Funnanotate failing in various ways

Hello! While doing work on Funnanotate, it has failed in several ways without performing its task:

  1. Arthropoda 2023 data base does not work:

[Jun 21 10:21 AM]: OS: Rocky Linux 8.6, 125 cores, ~ 438 GB RAM. Python: 3.8.10
[Jun 21 10:21 AM]: Running funannotate v1.8.9
[Jun 21 10:21 AM]: ERROR: arthropoda busco database is not found, install with funannotate setup -b arthropoda

  1. While using the 2022 database:
  • Names are too long:

[Jun 21 11:23 AM]: OS: Rocky Linux 8.6, 125 cores, ~ 438 GB RAM. Python: 3.8.10
[Jun 21 11:23 AM]: Running funannotate v1.8.9
[Jun 21 11:23 AM]: GeneMark not found and $GENEMARK_PATH environmental variable missing. Will skip GeneMark ab-initio prediction.
[Jun 21 11:23 AM]: Skipping CodingQuarry as no --rna_bam passed
[Jun 21 11:23 AM]: Parsed training data, run ab-initio gene predictors as follows:
e[4mProgram Training-Methode[0m
augustus busco
glimmerhmm busco
snap busco
[Jun 21 11:24 AM]: Genome assembly error: headers contain more characters than the max (16), reformat headers to continue.
[Jun 21 11:24 AM]: First 5 headers that failed names:

  • When names are just fine:

[Jun 21 11:25 AM]: OS: Rocky Linux 8.6, 125 cores, ~ 438 GB RAM. Python: 3.8.10
[Jun 21 11:25 AM]: Running funannotate v1.8.9
[Jun 21 11:25 AM]: Can’t find Repeat Database at /data/db/data_managers/funannotate/2022-01-17-193541/repeats.dmnd, you may need to re-run funannotate setup

In conclusion, the tool seems to be failing no matter the configuration selected. Thanks for your attention and sorry for the inconveniences!

Hi @dairon

Yes, the 2023 database is known to be a problem. Ref: problem with funannotate - #3 by jennaj

The 2022 database had been working for others … but maybe there is still some problem!

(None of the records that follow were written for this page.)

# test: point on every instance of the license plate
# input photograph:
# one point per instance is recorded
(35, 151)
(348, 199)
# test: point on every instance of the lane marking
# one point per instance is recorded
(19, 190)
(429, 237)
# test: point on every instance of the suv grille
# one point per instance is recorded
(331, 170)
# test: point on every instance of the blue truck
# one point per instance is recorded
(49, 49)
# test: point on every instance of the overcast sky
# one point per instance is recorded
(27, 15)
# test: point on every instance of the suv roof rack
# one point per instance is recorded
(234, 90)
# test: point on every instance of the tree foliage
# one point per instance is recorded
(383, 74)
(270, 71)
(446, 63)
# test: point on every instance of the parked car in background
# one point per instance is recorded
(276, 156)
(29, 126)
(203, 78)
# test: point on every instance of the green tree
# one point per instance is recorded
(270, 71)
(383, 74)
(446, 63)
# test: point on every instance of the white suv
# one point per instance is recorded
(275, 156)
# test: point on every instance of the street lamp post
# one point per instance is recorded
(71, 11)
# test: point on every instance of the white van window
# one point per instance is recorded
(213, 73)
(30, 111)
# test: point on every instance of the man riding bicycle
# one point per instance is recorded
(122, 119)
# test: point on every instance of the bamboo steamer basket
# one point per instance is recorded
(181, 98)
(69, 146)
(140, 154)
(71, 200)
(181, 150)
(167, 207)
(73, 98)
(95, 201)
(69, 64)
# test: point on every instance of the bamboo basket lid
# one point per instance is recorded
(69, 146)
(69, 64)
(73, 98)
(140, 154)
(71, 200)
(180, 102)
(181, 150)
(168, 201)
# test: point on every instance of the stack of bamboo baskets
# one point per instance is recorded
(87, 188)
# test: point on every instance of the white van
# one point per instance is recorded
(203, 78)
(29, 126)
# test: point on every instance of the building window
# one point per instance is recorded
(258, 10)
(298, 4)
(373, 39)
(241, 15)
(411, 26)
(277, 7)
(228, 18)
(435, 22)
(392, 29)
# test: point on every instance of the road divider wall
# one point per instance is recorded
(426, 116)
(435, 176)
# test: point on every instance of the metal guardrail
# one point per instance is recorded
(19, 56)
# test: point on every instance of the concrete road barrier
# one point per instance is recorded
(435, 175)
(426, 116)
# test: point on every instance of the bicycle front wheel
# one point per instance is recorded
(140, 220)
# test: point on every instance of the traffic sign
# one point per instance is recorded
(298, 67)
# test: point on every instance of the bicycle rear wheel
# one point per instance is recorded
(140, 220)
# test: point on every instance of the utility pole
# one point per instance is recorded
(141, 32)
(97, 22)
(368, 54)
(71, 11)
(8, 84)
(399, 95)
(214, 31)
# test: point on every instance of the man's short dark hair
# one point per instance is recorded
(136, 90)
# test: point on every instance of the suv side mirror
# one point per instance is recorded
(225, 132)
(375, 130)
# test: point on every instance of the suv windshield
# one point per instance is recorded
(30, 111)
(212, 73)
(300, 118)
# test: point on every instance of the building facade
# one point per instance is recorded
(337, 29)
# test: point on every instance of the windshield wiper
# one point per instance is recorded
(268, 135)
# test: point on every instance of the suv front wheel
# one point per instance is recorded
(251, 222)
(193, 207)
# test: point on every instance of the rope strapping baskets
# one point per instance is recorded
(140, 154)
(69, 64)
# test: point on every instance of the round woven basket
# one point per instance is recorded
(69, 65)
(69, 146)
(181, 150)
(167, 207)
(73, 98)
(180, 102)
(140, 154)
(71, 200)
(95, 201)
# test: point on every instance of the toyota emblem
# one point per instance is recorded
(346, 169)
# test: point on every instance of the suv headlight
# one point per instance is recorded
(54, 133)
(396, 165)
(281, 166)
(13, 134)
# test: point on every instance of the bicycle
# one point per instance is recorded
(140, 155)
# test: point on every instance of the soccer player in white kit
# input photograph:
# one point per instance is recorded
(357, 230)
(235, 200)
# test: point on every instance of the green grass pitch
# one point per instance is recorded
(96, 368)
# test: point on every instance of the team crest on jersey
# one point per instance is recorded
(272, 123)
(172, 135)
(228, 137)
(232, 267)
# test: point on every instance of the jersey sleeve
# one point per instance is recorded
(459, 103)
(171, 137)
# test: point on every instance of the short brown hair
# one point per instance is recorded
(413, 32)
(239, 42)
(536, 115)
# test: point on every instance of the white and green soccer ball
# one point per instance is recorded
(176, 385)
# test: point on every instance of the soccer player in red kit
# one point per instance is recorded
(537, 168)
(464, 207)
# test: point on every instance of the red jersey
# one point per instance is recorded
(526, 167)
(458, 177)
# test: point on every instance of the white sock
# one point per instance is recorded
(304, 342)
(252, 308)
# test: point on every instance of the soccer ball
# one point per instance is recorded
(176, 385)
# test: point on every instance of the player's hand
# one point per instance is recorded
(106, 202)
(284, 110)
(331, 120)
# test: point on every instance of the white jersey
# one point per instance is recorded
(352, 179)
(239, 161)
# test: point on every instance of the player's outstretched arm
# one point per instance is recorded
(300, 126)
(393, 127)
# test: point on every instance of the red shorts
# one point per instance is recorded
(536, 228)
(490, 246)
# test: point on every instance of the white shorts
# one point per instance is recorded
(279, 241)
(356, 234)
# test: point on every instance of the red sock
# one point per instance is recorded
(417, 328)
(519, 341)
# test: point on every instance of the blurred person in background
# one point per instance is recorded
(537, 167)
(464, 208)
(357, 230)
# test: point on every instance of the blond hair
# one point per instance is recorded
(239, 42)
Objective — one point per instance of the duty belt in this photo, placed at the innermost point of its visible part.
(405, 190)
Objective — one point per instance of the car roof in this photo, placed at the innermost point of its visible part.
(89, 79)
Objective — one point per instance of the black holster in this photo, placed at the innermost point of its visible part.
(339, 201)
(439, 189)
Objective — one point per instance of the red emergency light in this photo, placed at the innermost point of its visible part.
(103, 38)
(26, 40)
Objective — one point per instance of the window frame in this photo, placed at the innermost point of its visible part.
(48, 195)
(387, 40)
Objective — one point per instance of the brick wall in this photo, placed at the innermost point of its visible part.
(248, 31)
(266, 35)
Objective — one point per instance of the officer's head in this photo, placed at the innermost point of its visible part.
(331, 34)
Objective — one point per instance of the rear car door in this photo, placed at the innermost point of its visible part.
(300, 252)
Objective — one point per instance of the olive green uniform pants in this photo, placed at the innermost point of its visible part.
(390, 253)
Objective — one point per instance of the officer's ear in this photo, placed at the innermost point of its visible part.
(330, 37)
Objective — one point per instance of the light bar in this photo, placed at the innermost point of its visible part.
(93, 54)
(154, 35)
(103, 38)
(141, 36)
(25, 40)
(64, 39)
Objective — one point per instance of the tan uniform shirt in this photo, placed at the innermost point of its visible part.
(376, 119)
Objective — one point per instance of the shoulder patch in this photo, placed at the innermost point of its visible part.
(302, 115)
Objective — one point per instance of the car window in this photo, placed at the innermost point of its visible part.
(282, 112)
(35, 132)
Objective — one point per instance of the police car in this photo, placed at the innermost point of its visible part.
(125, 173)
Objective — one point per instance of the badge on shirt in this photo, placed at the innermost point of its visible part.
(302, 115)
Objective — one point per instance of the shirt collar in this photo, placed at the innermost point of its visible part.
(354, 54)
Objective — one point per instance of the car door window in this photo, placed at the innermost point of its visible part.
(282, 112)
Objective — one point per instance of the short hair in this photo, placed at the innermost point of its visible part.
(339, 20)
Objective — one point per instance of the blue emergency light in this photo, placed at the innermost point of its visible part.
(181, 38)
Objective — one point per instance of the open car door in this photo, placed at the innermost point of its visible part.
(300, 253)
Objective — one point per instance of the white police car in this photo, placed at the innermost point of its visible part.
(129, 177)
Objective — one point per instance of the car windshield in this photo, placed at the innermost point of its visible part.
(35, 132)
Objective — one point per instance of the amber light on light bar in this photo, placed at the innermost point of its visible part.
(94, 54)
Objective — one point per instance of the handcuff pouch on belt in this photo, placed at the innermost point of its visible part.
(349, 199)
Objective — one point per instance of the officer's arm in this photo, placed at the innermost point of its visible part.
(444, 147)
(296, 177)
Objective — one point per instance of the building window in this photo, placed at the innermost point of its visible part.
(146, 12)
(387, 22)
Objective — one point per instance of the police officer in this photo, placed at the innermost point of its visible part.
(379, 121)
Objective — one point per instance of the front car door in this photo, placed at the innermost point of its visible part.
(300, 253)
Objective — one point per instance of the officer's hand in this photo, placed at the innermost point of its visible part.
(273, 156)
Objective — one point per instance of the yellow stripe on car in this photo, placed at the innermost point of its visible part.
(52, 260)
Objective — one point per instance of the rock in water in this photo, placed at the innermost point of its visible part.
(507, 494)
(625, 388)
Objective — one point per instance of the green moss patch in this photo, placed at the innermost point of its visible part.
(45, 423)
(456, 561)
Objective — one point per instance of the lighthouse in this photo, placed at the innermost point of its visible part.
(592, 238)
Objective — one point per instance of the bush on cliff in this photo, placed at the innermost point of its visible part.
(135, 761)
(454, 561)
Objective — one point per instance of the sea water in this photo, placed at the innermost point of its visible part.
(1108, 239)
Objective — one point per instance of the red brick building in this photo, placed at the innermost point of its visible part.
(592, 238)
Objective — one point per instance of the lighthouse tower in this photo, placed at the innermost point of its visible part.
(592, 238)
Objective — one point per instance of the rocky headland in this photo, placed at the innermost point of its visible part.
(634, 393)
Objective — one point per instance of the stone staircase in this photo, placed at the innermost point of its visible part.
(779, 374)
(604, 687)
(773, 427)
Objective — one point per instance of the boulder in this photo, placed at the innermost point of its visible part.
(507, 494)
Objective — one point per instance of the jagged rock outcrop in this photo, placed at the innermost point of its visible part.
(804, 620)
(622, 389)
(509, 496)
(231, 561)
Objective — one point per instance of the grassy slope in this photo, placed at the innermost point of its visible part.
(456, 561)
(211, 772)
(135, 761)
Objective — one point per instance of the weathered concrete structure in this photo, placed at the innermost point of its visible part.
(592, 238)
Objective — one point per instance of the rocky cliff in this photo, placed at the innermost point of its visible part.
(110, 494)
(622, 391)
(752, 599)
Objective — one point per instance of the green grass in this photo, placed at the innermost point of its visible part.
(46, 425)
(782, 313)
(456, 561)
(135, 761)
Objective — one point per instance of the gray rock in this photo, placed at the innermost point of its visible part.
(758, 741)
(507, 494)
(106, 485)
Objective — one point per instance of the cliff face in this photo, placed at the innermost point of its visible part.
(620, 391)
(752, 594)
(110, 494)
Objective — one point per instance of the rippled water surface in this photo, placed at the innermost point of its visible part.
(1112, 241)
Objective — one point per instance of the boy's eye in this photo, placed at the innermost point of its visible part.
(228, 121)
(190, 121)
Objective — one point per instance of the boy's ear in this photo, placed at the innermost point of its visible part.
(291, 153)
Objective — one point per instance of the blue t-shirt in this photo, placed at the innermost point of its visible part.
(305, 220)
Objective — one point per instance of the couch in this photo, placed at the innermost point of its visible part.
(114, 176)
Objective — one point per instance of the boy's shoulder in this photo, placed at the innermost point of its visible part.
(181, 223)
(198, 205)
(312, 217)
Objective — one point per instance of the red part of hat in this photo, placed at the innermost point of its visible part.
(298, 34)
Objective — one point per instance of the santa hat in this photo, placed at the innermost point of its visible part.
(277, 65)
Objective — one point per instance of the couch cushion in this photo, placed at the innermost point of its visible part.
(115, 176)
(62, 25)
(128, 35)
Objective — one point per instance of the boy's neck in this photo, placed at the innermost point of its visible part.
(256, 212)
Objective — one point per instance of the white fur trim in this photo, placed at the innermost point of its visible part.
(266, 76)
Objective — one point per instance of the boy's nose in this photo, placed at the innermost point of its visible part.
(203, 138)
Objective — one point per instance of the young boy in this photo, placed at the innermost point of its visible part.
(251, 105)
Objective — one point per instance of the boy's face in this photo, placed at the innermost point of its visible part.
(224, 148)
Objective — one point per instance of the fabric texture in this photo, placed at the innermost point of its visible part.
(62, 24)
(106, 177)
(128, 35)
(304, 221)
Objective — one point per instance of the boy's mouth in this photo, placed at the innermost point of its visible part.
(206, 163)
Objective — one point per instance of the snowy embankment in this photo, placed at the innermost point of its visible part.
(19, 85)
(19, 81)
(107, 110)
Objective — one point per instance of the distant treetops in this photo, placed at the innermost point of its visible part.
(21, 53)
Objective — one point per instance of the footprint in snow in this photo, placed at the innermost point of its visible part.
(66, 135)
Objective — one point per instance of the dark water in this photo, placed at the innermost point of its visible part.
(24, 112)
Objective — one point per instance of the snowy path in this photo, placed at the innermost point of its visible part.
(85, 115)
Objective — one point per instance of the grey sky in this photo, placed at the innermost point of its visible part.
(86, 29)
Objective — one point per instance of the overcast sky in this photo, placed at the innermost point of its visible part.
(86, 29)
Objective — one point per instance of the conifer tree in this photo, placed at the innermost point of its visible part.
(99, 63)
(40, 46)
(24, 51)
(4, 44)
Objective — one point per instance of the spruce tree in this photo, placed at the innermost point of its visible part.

We’ll need to wait for the indexes to be fixed for your use case. All indexes are undergoing a reorganization this summer, so in a few months this will be sorted out :slight_smile: Thanks for letting us know about the problems!


@dairon Jen’s remark about the 2023 database is, unfortunately, accurate.
Regarding your second issue, it is the error message that is accurate though.
In funannotate FASTA sequence names cannot be longer than 16 characters (see Preparing your Assembly — Funannotate 1.8.14 documentation) and if I’m counting right, the mentioned ones have 17 characters.

1 Like

Hi there! Thanks for the heads up :slight_smile:

I understand the first two errors, regarding the 2023 database and the name issue, but is there a workaround for the last error message? I mean, I am not able to use the tool no matter the configuration, thanks again!!

sure, you can shorten the read identifiers with one of the Replace Text tools Galaxy has. You could, for example drop the first few characters and later add them back in in the result.
How you should shorten them exactly, depends on your data since you want to keep ids unique.